Treatment of Traumatic Dislocations.
Last updated Thursday, February 10, 2005
Management after reduction of an anterior dislocatEvaluation After reducing the dislocation, anteroposterior and lateral x-ray
views are obtained in the plane of the scapula to verify the adequacy
of the reduction and to provide an additional opportunity to detect
fractures of the glenoid and proximal humerus. The patient's
neurological status is again checked, including the sensory and motor
functions of all five major nerves in the upper extremity. The strength
of the pulse is verified and evidence of bruits or an expanding
hematoma is sought. (Gugenheim and Sanders, 1984) The integrity of the
rotator cuff is initially evaluated by observing the strength of
isometric external rotation and abduction.
Trimmings (Trimmings, 1985) demonstrated that aspiration of the
hemarthrosis from the shoulder can be an effective means of reducing
discomfort after the shoulder is reduced. Protection Since recurrent glenohumeral instability is the most common
complication of a glenohumeral dislocation, postreduction treatment
focuses on optimizing shoulder stability. Thus, two potentially
important elements in postreduction treatment are protection and muscle
rehabilitation.
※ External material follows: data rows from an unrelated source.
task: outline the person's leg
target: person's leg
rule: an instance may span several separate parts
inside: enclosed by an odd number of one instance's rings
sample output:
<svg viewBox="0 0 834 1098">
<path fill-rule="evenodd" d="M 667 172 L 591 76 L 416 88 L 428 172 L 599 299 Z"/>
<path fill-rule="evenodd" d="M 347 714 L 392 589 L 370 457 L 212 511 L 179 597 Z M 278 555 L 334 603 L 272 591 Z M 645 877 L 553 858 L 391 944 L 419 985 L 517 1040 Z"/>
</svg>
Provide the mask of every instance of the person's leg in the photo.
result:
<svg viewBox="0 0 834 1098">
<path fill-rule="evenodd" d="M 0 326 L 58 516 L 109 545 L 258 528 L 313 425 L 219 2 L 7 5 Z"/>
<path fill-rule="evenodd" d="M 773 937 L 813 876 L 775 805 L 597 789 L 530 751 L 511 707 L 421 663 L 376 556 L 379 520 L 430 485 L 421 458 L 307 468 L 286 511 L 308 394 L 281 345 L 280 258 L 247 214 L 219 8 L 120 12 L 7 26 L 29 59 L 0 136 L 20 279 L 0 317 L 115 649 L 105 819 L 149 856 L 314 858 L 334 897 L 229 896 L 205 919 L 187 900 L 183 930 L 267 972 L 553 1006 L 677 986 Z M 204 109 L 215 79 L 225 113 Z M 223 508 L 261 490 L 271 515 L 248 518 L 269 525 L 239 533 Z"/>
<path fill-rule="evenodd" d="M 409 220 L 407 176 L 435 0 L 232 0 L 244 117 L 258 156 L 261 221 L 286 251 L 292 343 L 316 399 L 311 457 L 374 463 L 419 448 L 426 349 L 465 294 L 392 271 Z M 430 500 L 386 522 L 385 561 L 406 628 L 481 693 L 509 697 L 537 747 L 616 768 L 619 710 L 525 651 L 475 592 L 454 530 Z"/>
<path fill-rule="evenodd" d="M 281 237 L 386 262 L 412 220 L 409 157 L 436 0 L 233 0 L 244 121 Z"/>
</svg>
Reeves demonstrated that after repair of the
subscapularis in primates, three months were necessary before normal
capsular patterns of collagen bundles were observed, five months before
the tendon was histologically normal, and four to five months before
tensile strength was regained. (Reeves, 1968b) It is unknown whether
labral tears or ligamentous avulsions from the glenoid heal or how long
this might take. In any event, it is apparent that the shoulder cannot
be immobilized for the full length of time required for complete
healing. (The reader is referred to the previous section "Recurrence of
instability after anterior dislocations, effect of post dislocation
treatment" for a review of some of the literature on the effectiveness
of different post-reduction management programs.)
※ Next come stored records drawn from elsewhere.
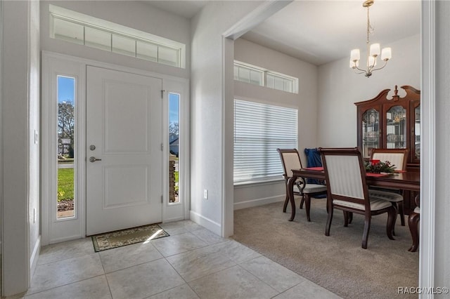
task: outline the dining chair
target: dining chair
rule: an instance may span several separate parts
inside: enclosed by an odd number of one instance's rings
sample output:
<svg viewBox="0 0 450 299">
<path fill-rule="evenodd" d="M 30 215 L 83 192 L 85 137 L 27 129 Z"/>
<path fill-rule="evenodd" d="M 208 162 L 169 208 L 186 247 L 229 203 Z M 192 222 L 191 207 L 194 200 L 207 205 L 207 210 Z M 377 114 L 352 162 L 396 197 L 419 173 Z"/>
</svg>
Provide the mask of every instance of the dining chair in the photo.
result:
<svg viewBox="0 0 450 299">
<path fill-rule="evenodd" d="M 371 153 L 371 160 L 380 160 L 382 162 L 389 161 L 392 166 L 395 166 L 396 171 L 406 171 L 406 161 L 408 160 L 408 149 L 372 149 Z M 392 204 L 397 206 L 399 214 L 400 214 L 400 222 L 401 226 L 405 226 L 405 213 L 403 204 L 403 190 L 396 189 L 380 189 L 378 187 L 369 187 L 369 195 L 375 195 L 378 190 L 389 191 L 401 194 L 400 198 L 397 194 L 389 196 L 388 194 L 385 199 L 388 200 Z"/>
<path fill-rule="evenodd" d="M 284 173 L 283 177 L 285 180 L 286 187 L 286 197 L 284 200 L 283 206 L 283 213 L 286 213 L 286 207 L 289 202 L 289 196 L 288 190 L 288 180 L 292 178 L 292 169 L 300 169 L 302 166 L 302 161 L 297 149 L 276 149 L 281 159 L 283 169 Z M 305 211 L 307 212 L 307 220 L 311 221 L 309 212 L 311 210 L 311 197 L 314 195 L 322 194 L 326 193 L 326 186 L 320 184 L 307 184 L 303 178 L 299 178 L 294 185 L 294 194 L 302 197 L 302 201 L 304 201 Z M 301 205 L 300 205 L 301 206 Z"/>
<path fill-rule="evenodd" d="M 349 225 L 350 213 L 364 215 L 361 247 L 367 248 L 371 220 L 373 215 L 387 213 L 386 233 L 393 240 L 397 209 L 390 201 L 371 197 L 366 184 L 366 169 L 358 147 L 319 148 L 327 182 L 328 217 L 325 234 L 330 235 L 334 209 L 344 212 L 344 226 Z M 382 194 L 382 191 L 380 191 Z M 400 196 L 400 195 L 399 195 Z"/>
</svg>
The authors treat first time dislocations in a manner similar to the
post operative management for dislocation repairs. Thus younger
patients are placed on the "90-0 program" in which flexion is limited
to 90 degrees and external rotation is limited to zero degrees for the
first three weeks while strength is maintained with cuff and deltoid
isometrics. The elbow is fully extended at least several times a day to
prevent "sling soreness." Because persons over 30 are more likely to
develop stiffness of the shoulder, elbow, and hand, the duration of
immobilization is progressively reduced for individuals of increasing
age. (Kiviluoto, Pasila, Jaroma et al, 1980; McLaughlin and Cavallaro,
1950; McLaughlin and MacLellan, 1967; Rowe, 1956; Yoneda, Welsh and
MacIntosh, 1982) Patients are checked at three weeks after relocation
and examined for stiffness; if external rotation to zero degrees is
difficult, formal stretching exercises are started. Otherwise, the
patient is allowed to increase the use of the shoulder as comfort
permits. Strengthening At three weeks, the patient institutes more vigorous rotator cuff
strengthening exercises using rubber tubing or weights. The patient is
informed that strong subscapularis and infraspinatus muscles are
ideally situated to increase glenohumeral stability. (Saha, 1971)
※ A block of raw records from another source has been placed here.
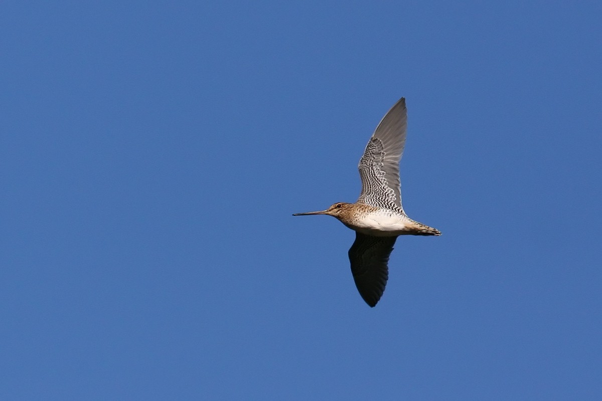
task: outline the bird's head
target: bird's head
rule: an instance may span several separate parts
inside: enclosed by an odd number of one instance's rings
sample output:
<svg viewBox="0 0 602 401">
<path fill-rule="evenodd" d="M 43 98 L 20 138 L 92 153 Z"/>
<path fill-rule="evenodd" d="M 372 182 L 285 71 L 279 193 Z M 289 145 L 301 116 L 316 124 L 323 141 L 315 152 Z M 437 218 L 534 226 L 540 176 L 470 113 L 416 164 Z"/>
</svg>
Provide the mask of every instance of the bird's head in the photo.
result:
<svg viewBox="0 0 602 401">
<path fill-rule="evenodd" d="M 305 213 L 296 213 L 293 216 L 309 216 L 311 215 L 328 215 L 339 218 L 341 215 L 349 213 L 352 207 L 352 203 L 346 202 L 337 202 L 325 210 L 318 212 L 306 212 Z"/>
</svg>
Burkhead and Rockwood, (Burkhead and Rockwood, 1992) Glousman and
coworkers, (Glousman, Jobe and Tibone, 1988) and Tibone and Bradley
(Tibone and Bradley, 1993) have emphasized the importance of
strengthening not only the rotator cuff but also the scapular
stabilizing muscles because of their vital importance in providing a
stable platform for shoulder function. Even in the case of recurrent
instability, Rockwood and Burkhead (Burkhead and Rockwood, 1992) found
that a complete exercise program was effective in the management of 12%
of patients with traumatic subluxation, 80% with anterior atraumatic
subluxation, and 90% with posterior instability.
Swimming is recommended at six weeks to enhance endurance and
coordination. By three months after the dislocation, most patients
should have almost full flexion and rotation of the shoulder. The
patient is not allowed to use the injured arm in sports or for
over-the-head labor until they have achieved (1) normal rotator
strength, (2) comfortable and nearly full forward elevation, and (3)
confidence in their shoulder with it in the necessary positions. Any
deviation from the expected course of recovery requires careful
re-evaluation for occult fractures, loose bodies, rotator cuff tears,
peripheral nerve injuries, and glenohumeral arthritis.